Peut-on déshériter un enfant par testament ?
Non, pas au-delà de la quotité disponible. Une clause du type « je déshérite mon fils » est inopérante sur la part réservataire : l’enfant récupère sa réserve par l’action en réduction. La réserve étant d’ordre public, on ne peut y renoncer par avance, sauf via une renonciation anticipée à l’action en réduction (pacte successoral), un mécanisme spécifique hors du cadre courant. Pour avantager légitimement un enfant ou figer la valeur d’une donation et limiter les litiges, la donation-partage reste l’outil le plus sûr, car elle bloque les valeurs au jour de l’acte.
Jusqu’à quand peut-on exercer une action en réduction ?

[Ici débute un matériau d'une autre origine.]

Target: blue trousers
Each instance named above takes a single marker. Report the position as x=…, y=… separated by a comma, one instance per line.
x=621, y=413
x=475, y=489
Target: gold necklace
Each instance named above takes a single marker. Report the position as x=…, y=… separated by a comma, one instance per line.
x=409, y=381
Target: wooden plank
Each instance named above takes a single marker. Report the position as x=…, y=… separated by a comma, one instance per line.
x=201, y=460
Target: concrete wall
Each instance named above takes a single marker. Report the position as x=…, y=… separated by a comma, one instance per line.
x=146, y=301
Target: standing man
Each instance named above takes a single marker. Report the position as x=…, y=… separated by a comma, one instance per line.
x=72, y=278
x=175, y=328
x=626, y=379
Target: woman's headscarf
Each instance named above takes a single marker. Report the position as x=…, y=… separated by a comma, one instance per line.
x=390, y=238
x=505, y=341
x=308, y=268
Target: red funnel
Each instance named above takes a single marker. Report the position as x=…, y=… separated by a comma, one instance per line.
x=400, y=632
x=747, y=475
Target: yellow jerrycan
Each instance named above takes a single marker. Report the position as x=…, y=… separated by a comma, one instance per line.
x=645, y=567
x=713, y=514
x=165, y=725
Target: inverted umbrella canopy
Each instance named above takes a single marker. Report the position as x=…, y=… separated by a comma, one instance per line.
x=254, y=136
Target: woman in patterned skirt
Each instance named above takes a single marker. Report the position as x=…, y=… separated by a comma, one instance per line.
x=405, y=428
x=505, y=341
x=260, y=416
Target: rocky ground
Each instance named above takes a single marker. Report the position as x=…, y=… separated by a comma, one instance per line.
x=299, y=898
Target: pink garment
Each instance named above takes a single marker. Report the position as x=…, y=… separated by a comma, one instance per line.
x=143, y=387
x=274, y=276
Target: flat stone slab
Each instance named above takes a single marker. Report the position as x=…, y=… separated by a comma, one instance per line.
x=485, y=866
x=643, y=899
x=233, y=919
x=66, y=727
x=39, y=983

L’action en réduction se prescrit par 5 ans à compter du décès, qui ouvre la succession (art. 921 al. 2 du Code civil). Un délai dérogatoire existe : 2 ans à compter du jour où les héritiers ont eu connaissance de l’atteinte à leur réserve, sans jamais pouvoir excéder 10 ans après le décès. Le délai de droit commun est donc de 5 ans, avec une butée absolue à 10 ans en cas de découverte tardive. Depuis la réforme de 2006, la réduction s’opère en valeur : le bénéficiaire conserve le bien reçu et verse une indemnité, ce qui évite de démanteler une entreprise ou un bien familial.